OMCs have been demanding a 15-day pricing cycle as opposed to the current monthly pricing cycle to reduce the price risk exposure. This can be reduced, in our view, to even one-week, ala the Malaysian pricing system which is similar to that of Pakistan. The difference is that the Pakistan system is based on a time consuming calculation of actuals, while in most other places, there is an automatic formula. The regulator can announce a six-monthly charge of the three items; IFEM, OMC and Dealers Margin which adds up to under Rs10.00. Ex-refinery price can be announced on a weekly basis by Ogra. Taxation changes may be kept on a monthly cycle. Under such a system, an automatic price calculation system can be established without waiting for Ogra/ECC deliberations and approval.
A lot of criticism has been leveled on IFEM such as transparency and transport inefficiencies. Many demand that it should be eliminated. The main advantage or merit is uniform petroleum pricing throughout the country. For pure economists, location advantage should be reflected in costs and prices to boost optimal resource allocation. However, there are other issues of regional inequalities and poverty which argue in the opposite direction. To be acceptable, it can be considered a location tax; after all it is only Rs3.19 for gasoline and Rs1.46 for HSD. Under a deregulated system, however, such costs are subsumed in marketing costs and are not charged separately. Nevertheless, it is an implicit or explicit cost. In India, there is no IFEM; and there is a wide difference in regional prices. However, the difference is not only due to varying transport costs. In India GST is charged by provinces and the rates are different in every province/state. In Malaysia, there is a regional transport cost element.
Deregulation means no control on price. Sellers compete for market share and in the process minimize prices and maximize quality. However, it requires real competition and institutional system controls that restrict price conspiracy and collusion and other anti-competitive practices. Markets have not worked efficiently in Pakistan. One would be scared to leave the price of such an essential item free and subject to manipulation. However, an alternative would be to announce price ceilings under which efficient companies may be able to acquire market share under a competitive price-quality supply system.

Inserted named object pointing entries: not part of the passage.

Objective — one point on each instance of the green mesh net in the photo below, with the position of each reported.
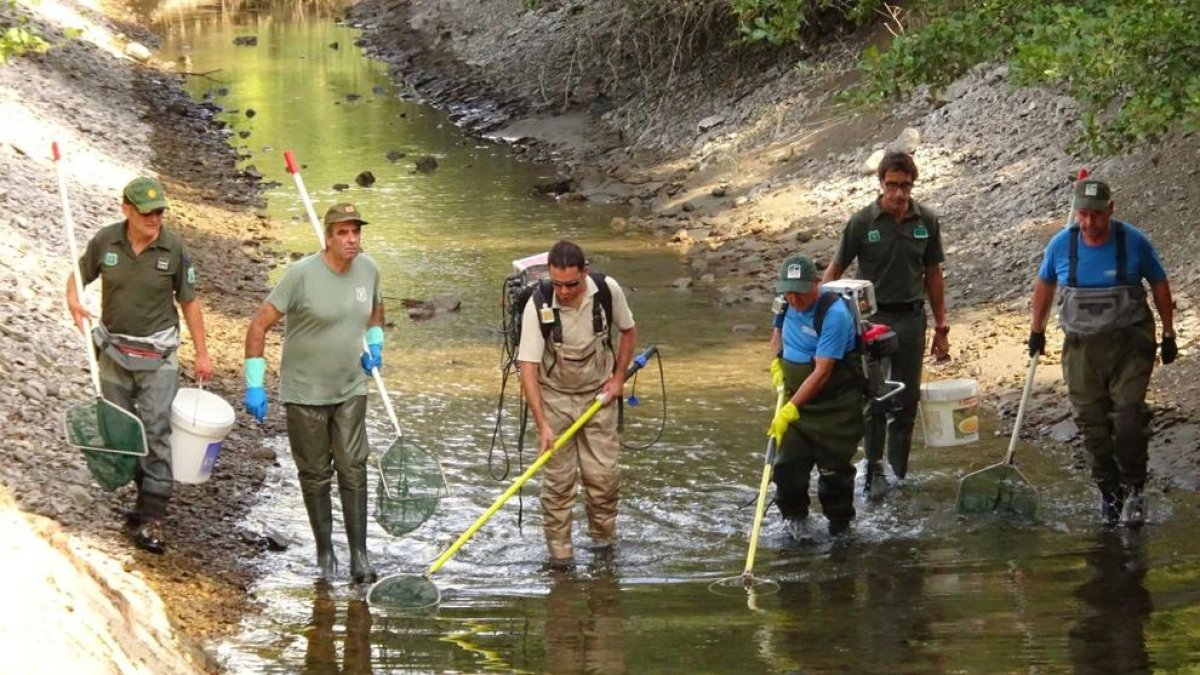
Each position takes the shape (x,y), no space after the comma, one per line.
(111,437)
(403,592)
(409,487)
(999,489)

A competition boosting option could be to allow independent dealers. There are three dealer systems; COCO (company owned-company operated), CODO (company owned-dealer operated) and DODO (dealers owned-dealers operated). In most countries, DODO is allowed as well. Pumps under DODO are independent and are not tied to a particular OMC, which often results in lower prices as competition is boosted, while in the other two systems, OMCs have a large handle on prices. And OMCs are not many, while dealers are in the thousands. In Germany, market share of independent DODO pumps is 15 percent and in Australia 30 percent.